The long-term objective of our research plan is to reduce the disproportionate effects of prostate cancer on African American men. In this application, we have used the technique of metabolomic profiling to uncover underlying biochemical differences between prostate cancers of African American and European American origin. Metabolomics describes the science of quantifying the levels of metabolites (e.g., small molecules) that are the byproducts of cellular metabolism. That is to say, in this kind of analysis we are measuring the biochemical entities (or metabolites) that are produced by the functional machinery of the cell. With knowledge of the identity of specific metabolites we can infer the biological processes that produced them, thus gaining insight into a cell’s metabolism. Given this, a guiding principle of application is that unique biochemical differences exist between prostate cancers of African American and European American origin and that these differences can influence the tumors and their surrounding cells termed stroma such that together they can promote the progression of the tumors. Since African American prostate cancer grow and progress more rapidly than European American tumors, our studies will potentially address some of the causes underlying prostate cancer health disparity. In addition, it will also build a first-of-its-kind biomarker panel that can predict cancer recurrence in ancestry verified African American men with prostate cancer.
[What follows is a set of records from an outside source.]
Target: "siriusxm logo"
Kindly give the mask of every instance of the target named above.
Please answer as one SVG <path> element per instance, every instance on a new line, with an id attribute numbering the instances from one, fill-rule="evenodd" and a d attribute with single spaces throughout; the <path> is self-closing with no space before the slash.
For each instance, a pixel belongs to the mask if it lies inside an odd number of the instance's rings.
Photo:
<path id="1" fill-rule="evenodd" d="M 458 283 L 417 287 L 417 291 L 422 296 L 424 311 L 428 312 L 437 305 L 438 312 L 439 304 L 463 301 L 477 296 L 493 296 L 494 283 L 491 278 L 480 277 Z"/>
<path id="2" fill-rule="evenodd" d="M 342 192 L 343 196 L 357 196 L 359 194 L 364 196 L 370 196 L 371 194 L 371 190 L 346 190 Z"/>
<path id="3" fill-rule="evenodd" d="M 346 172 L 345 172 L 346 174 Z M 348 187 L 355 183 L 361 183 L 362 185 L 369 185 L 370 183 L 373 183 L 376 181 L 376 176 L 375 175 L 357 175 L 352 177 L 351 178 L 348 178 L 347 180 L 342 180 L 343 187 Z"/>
In this proposal, we will i) identify the biochemical mechanism that drives elevated levels of inosine in African American Prostate Cancer, ii) evaluate the function of elevated inosine in making African American tumors aggressive and invoke tumor promoting properties in the surrounding stromal cells and iii) develop plasma based metabolic markers for biochemical recurrence in African American men. At the conclusion of this study, we will have developed a racially derived metabolomic model for prostate cancer as well as identified candidate pathways for future drug targeting. We would have also built a proof-of-principle metabolite-based test with the ability to predict cancer recurrence based on the ancestry of the patient. In the longer term, this test will be validated and translated into a clinical assay that should have the ability to predict the recurrence of prostate cancer in an ancestry informed fashion in prostate cancer patients.

我们的研究计划的长期目标是减少前列腺癌对 非裔美国人。在此应用中，我们使用代谢组分析的技术来发现 非裔美国人和欧美的前列腺癌之间的潜在生化差异 起源。代谢组学描述了量化代谢物水平（例如，小分子）的科学。 是细胞代谢的副产品。也就是说，在这种分析中，我们正在衡量 由细胞的功能机械产生的生化实体（或代谢产物）。有知识 在特定代谢物的身份中，我们可以推断出产生它们的生物学过程，从而获得 深入了解细胞的新陈代谢。鉴于此，应用的指导原则是独特的生化原则 非裔美国人和欧美血统的前列腺癌之间存在差异， 差异会影响肿瘤及其周围细胞称为基质的细胞，使它们可以一起 促进肿瘤的进展。由于非裔美国人前列腺癌的增长和进展更多 比欧美肿瘤迅速，我们的研究可能会解决一些基本原因 前列腺癌健康差异。此外，它还将构建一个可以预测的首个生物标志物面板 血统中的癌症复发证实了患有前列腺癌的非洲裔美国男性。在这个建议中，我将 确定在非裔美国人前列腺癌中驱动肌苷升高的生化机制， ii）评估肌苷升高在使非洲裔美国肿瘤侵略性并引起肿瘤方面的功能 促进周围基质细胞中的特性和iii）为基于等离子体的代谢标记 非裔美国人的生化复发。在这项研究的结论中，我们将开发 种族衍生的前列腺癌代谢组模型以及确定的未来药物的候选途径 定位。我们还将建立基于原代代谢物的原则证明，并能够预测癌症 基于患者的祖先复发。从长远来看，该测试将得到验证和翻译 进行临床评估，该评估应具有预测血统中前列腺癌复发的能力 前列腺癌患者的知情时尚。